The Murderous Intent of Baptism (and Why Worship Leaders Should Care)

Zac HicksWorship Theology & ThoughtLeave a Comment

Baptism should be on the radar of every worship leader because baptism is an act of God amidst the gathered, worshiping church. And if we all had perfect eyes of faith, baptism would feel every bit as communally euphoric as the most epic, heart-wrenching worship song we know. Here’s why.

Whether we baptize babies or baptize those mature enough to profess faith, we tend to feel baptism as a communally pleasant experience. And it is. We have the opportunity to witness a sign and seal of God’s saving work through Jesus Christ, and as we do so, God whispers to every one of us, “Don’t you remember? I’ve promised to love you…forever.” But baptism is at least as morbid as it is pleasant. 

In our sensational age, most of us have seen, either in real life or in vivid color on the big screen, acts of violence and murder that turn our stomach and take our breath away. The knife scene in Saving Private Ryan and the ending of Braveheart (not to mention every episode of The Walking Dead) are those kinds of moments for me. I watch, I wince, and, overwhelmed by the brutality, my heart says, “This is too much!” 

This kind of feeling should at least dawn on us as we experience baptism, whether we are the one being baptized or the onlooking church. Paul describes baptism, not merely as a symbol of, but a bona fide experience of, death: “Or do you not know that as many of us as were baptized into Christ Jesus were baptized into His death? Therefore we were buried with Him through baptism into death” (Rom 6:3-4).
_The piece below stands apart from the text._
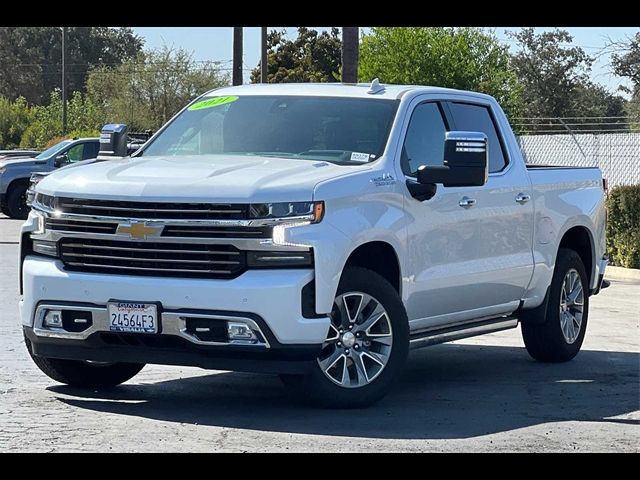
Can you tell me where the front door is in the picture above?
[401,97,533,329]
Martin Luther (in keeping with Paul) describes faith as “a living, busy, active, mighty thing”–a gift from God, an alien invader graciously planted within us to hunt and to slay the Old Adam. In other words, faith has a bloodlust for our self-righteousness. Baptism, then, is one of faith’s first declarations of intent to drown the Old Adam. Baptism is a prelude to the torturous journey of faith’s slow, steady removal of the Old Adam’s oxygen supply, as it wraps its hands around his neck and pushes his head under the water.
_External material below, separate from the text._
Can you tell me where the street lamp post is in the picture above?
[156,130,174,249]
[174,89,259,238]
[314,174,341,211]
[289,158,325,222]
This is why we might say that the Christian’s lifelong journey is a downward one, because it is a journey where God defeats our self-righteousness and replaces it with Another’s. Christian growth happens on a path where our self-righteousness is being dismembered, limb by limb. And baptism is God’s assurance that it will happen. Of course, baptism also displays “newness of life,” but that only can happen after death.

If all this is true, then worship leaders should take heed. Baptism is a deeply powerful, Spirit-filled thing. It should get chalked up there with all the most overwhelming charismatic experiences we’ve had in worship. Baptism, worship leaders, is not an invasion or interruption of your worship set. Baptism is worship, and part of the reason I’ve described it in such shocking (but hopefully biblically faithful) terms is to help us see that, if we look with the eyes of faith, it is every bit as powerful and evocative as those pinnacle moments when we’re weeping and singing our guts out. And, worship leaders, we should attempt to think about what baptism could look like in our worship services and contexts if we viewed it as part of our job to provide music and a liturgical flow that appropriately surround this holy moment. 

(I might finally say that all this was inspired by a re-reading of a German Lutheran theologian, Oswald Bayer, so if these ideas of faith-as-gift, Old Adam, and baptism are new or intriguing, check out this rather dense book.)